An obscure and often baffling exploration of the mind of a schizophrenic patient by choreographer and director of Nederlands Dans Theater 2, Fernando Hernando Magadan, [d]elusive minds was performed with theatrical flair and fierce commitment by Guzmán Rosado and Tina Finkelman Berkett. In one brief tableaux after another, often using spoken word, snippets of stories and scenes from movies such as Sunset Boulevard and Psycho or TV’s Lucy and Ricky, the couple gesticulated, posed and danced before what looked like a snowbank of crumpled paper, lit from within by a glowing orange light. The threat of domestic violence loomed over all, ending in the death of the female partner. Unfortunately, the difficulty in following the emotional life of the patient made for an ultimately unsatisfying experience.
Snap, by up-and-coming LA choreographer Micaela Taylor, was a wild ride of a dance – controlled yet free, predictable yet surprising. To the music of James Brown, the ‘Godfather of Soul’, the dancers, with Taylor in the lead, exploded into a series of virtuoso hip-hop movements. Settling in for the fun, I thought this would be more like a music video or a night at the Grammys, but it instead became deeper and truer. As Brown’s familiar songs were edited and overtaken by David Schocke’s soundscape of grunts and grumblings, industrial noise, motorcycle rumblings and the spoken words of Brown and the company, the choreography grew darker – the familiar moves of hip-hop merging with a more classically based vocabulary. Circling back on Brown’s songs then devolving again into the sounds of the street, Taylor managed to project a sense of the inner world of Brown, acknowledging the traumas of his early life plagued by poverty, abandonment and imprisonment. Taylor was a galvanizing presence throughout with her long limbs and elastic line. Burke Wilmore’s lighting design aptly handled the darks and lights of Brown’s music and Taylor’s choreography.
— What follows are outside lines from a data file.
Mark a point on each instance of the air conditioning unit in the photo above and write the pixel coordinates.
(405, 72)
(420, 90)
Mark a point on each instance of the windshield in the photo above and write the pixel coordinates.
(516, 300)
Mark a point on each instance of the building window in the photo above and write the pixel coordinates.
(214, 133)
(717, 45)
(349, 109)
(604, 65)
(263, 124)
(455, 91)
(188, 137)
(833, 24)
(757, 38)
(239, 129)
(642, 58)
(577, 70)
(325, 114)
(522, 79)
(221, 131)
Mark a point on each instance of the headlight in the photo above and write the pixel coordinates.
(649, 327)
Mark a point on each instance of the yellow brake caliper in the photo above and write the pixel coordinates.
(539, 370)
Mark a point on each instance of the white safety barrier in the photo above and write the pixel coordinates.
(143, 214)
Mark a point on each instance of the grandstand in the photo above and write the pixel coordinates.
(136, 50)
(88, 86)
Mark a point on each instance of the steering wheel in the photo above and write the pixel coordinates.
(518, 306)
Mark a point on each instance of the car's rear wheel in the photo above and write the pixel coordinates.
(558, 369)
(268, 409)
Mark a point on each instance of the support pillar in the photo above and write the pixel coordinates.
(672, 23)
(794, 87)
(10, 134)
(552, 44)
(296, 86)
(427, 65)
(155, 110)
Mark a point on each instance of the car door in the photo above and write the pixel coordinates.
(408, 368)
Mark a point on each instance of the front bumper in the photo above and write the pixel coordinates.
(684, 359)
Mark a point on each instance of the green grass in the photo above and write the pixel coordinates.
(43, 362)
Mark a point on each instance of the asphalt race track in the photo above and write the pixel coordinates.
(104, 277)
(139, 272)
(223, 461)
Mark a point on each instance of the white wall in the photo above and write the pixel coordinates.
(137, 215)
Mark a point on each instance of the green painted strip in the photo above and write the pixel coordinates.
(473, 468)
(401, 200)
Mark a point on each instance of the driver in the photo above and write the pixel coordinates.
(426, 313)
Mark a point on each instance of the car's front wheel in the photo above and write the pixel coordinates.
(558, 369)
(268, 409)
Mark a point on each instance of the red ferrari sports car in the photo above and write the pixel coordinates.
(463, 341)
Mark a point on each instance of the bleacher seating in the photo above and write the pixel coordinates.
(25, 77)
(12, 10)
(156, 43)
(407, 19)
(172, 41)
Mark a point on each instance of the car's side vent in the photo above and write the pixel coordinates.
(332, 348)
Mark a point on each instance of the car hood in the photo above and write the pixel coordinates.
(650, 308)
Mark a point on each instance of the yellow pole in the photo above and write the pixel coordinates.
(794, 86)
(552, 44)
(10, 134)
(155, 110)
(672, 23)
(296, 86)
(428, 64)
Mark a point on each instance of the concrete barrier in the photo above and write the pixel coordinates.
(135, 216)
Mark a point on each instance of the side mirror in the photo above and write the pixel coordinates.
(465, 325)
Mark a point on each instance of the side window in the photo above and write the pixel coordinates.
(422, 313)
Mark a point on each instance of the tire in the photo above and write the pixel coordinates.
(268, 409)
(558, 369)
Resolve, danced superbly by Joseph Davis and Guzmán Rosado, was an exercise in geometry, a foray into the physics of bodies balancing in space and a seamless partnership that turned two individuals into one. The choreographers of the duo known as Wewolf combined numerous dance disciplines, including urban, ballet and contemporary, to create a singular movement style to the percussive music of DJ Tennis. Body parts took on new meaning as limbs wrapped around torsos or arms became enmeshed in the crook of a knee. The dancers produced a veritable cats-cradle of body positions to achieve a symbiotic pas-de-deux.
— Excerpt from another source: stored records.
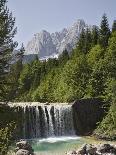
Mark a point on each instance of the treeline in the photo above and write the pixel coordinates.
(87, 71)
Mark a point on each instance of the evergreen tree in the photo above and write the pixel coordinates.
(104, 32)
(64, 57)
(114, 26)
(88, 40)
(95, 35)
(81, 42)
(7, 32)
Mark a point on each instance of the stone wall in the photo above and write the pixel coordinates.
(86, 114)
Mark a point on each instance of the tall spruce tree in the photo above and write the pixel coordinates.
(104, 32)
(88, 40)
(81, 42)
(95, 35)
(7, 32)
(114, 26)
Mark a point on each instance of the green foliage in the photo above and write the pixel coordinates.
(114, 26)
(89, 71)
(6, 134)
(107, 128)
(7, 32)
(104, 32)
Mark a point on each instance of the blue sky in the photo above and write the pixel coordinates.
(32, 16)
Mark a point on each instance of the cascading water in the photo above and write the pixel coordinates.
(47, 121)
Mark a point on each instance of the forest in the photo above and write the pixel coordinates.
(88, 71)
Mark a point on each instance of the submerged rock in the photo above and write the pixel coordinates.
(24, 148)
(22, 152)
(89, 149)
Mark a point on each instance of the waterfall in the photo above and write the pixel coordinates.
(42, 121)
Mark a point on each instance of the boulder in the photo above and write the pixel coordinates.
(91, 149)
(106, 148)
(22, 152)
(82, 150)
(24, 145)
(72, 153)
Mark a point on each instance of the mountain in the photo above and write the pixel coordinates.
(47, 45)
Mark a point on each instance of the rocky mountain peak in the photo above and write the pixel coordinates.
(46, 45)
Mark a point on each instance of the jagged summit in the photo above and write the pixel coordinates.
(47, 45)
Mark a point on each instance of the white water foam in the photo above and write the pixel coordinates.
(58, 139)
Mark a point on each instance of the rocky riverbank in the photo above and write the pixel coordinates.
(24, 148)
(90, 149)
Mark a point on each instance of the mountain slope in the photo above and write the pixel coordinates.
(47, 45)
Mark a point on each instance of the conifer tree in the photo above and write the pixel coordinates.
(114, 26)
(95, 35)
(81, 41)
(7, 32)
(104, 32)
(88, 40)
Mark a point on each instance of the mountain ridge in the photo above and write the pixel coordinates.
(50, 45)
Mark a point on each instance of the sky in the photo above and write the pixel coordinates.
(32, 16)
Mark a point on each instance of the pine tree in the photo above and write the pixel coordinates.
(7, 32)
(104, 32)
(88, 40)
(95, 35)
(64, 57)
(114, 26)
(81, 41)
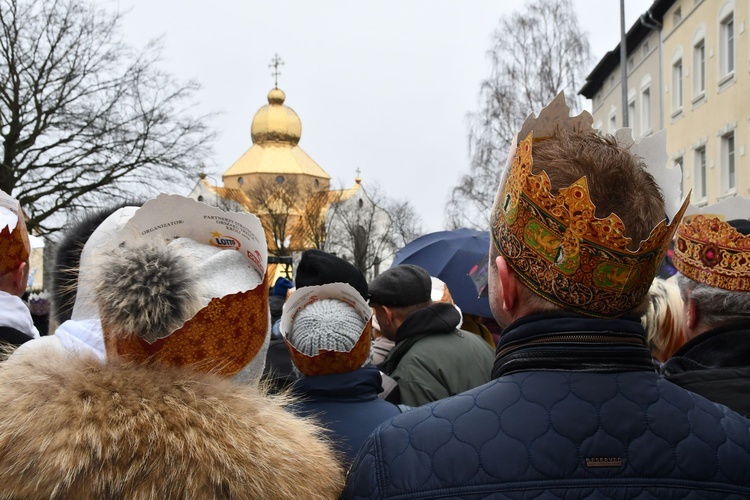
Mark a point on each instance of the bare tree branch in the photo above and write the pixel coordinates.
(536, 53)
(83, 117)
(368, 228)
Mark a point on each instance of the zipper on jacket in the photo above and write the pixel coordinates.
(575, 338)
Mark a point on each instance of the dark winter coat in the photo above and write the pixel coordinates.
(433, 359)
(347, 404)
(576, 410)
(11, 336)
(716, 365)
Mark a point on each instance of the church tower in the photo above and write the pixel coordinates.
(275, 155)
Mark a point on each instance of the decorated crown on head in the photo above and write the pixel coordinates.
(328, 361)
(166, 320)
(710, 250)
(14, 240)
(556, 244)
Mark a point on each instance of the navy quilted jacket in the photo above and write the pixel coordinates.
(581, 416)
(346, 404)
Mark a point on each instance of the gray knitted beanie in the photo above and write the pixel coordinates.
(326, 324)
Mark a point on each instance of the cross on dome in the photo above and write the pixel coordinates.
(275, 63)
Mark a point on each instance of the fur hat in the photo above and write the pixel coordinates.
(14, 240)
(401, 286)
(174, 287)
(319, 268)
(68, 261)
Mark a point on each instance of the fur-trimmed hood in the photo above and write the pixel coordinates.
(73, 427)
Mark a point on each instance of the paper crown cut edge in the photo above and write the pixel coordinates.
(227, 332)
(14, 243)
(710, 251)
(594, 271)
(221, 338)
(328, 362)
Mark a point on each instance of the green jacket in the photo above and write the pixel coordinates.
(432, 359)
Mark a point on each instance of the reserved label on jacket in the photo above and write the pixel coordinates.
(604, 462)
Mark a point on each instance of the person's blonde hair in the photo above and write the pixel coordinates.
(663, 319)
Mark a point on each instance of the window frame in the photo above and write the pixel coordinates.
(727, 42)
(678, 96)
(646, 110)
(699, 68)
(729, 163)
(700, 173)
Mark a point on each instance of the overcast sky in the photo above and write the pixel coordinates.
(381, 86)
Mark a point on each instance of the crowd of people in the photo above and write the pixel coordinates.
(177, 370)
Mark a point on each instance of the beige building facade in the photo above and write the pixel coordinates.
(707, 89)
(696, 56)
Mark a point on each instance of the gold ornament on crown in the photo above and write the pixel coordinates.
(710, 251)
(555, 243)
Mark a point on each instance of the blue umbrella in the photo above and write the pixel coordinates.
(450, 255)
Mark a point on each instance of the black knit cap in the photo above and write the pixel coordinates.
(320, 268)
(401, 286)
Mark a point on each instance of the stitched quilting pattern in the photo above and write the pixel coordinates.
(538, 434)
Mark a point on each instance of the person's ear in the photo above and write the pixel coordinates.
(692, 318)
(508, 283)
(388, 314)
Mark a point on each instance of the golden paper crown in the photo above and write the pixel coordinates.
(14, 244)
(556, 244)
(328, 362)
(224, 336)
(709, 250)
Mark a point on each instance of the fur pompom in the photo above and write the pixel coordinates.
(147, 290)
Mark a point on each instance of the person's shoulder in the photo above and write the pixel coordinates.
(151, 407)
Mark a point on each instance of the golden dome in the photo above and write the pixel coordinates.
(275, 122)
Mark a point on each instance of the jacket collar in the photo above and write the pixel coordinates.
(363, 384)
(440, 317)
(725, 347)
(572, 342)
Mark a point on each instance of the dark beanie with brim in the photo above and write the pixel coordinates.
(401, 286)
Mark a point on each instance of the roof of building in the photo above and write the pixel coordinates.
(232, 194)
(276, 131)
(635, 35)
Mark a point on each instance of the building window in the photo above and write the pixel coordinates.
(727, 45)
(677, 86)
(646, 111)
(699, 68)
(699, 177)
(678, 164)
(631, 114)
(728, 165)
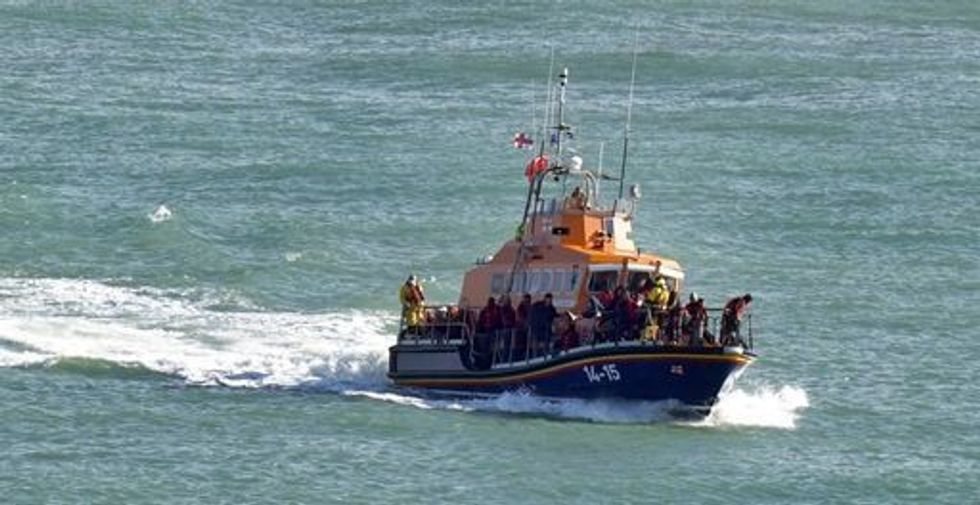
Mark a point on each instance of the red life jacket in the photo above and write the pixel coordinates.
(537, 165)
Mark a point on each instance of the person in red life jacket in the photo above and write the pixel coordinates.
(672, 323)
(541, 318)
(696, 318)
(731, 319)
(508, 321)
(537, 165)
(607, 299)
(487, 324)
(489, 319)
(568, 337)
(623, 314)
(521, 322)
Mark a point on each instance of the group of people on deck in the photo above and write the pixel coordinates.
(652, 313)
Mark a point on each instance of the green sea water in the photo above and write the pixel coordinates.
(207, 208)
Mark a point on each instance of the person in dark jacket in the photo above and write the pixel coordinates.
(508, 322)
(542, 317)
(487, 324)
(731, 319)
(695, 319)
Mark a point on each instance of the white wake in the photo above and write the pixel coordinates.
(179, 333)
(194, 336)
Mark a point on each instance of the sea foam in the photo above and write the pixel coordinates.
(177, 333)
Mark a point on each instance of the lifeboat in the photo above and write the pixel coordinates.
(564, 309)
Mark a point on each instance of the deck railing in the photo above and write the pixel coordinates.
(449, 325)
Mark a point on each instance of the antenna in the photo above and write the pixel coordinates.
(562, 82)
(629, 114)
(547, 104)
(598, 179)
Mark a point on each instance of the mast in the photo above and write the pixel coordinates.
(629, 113)
(560, 129)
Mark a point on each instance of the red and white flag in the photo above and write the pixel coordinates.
(522, 141)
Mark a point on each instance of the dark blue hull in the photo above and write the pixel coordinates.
(691, 376)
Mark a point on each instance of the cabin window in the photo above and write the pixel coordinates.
(497, 283)
(544, 281)
(600, 281)
(636, 280)
(532, 282)
(558, 281)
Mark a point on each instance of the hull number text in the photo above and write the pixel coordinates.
(604, 373)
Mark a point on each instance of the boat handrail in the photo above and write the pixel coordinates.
(456, 325)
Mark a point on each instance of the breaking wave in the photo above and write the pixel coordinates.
(212, 339)
(50, 321)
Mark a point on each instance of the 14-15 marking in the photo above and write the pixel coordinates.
(604, 373)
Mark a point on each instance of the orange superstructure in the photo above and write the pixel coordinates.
(570, 246)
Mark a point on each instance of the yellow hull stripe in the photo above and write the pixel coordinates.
(733, 359)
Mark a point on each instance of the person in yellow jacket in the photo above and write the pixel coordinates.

The program concluded with the delightfully profound A Million Voices by Matthew Neenan, performed here last year and previously reviewed. It’s a treasure worth repeating and BODYTRAFFIC embraced it in all its humor, irony and sensuality, danced to a soundtrack of Peggy Lee’s marvelous renditions of American popular songs. Neenan’s creation evoked the song and spirit of the Depression era dance hall to the golden age of the Hollywood musical to the propaganda infused tunes of World War II and ended with the brilliant ‘Is That All There Is?’ Like Twyla Tharp, Neenan managed to graft a joyful, contemporary style onto ballet’s underlying structure. This is a dance perfectly suited to the energy and spirit of BODYTRAFFIC and could well serve as their signature piece, the coda to a stimulating evening.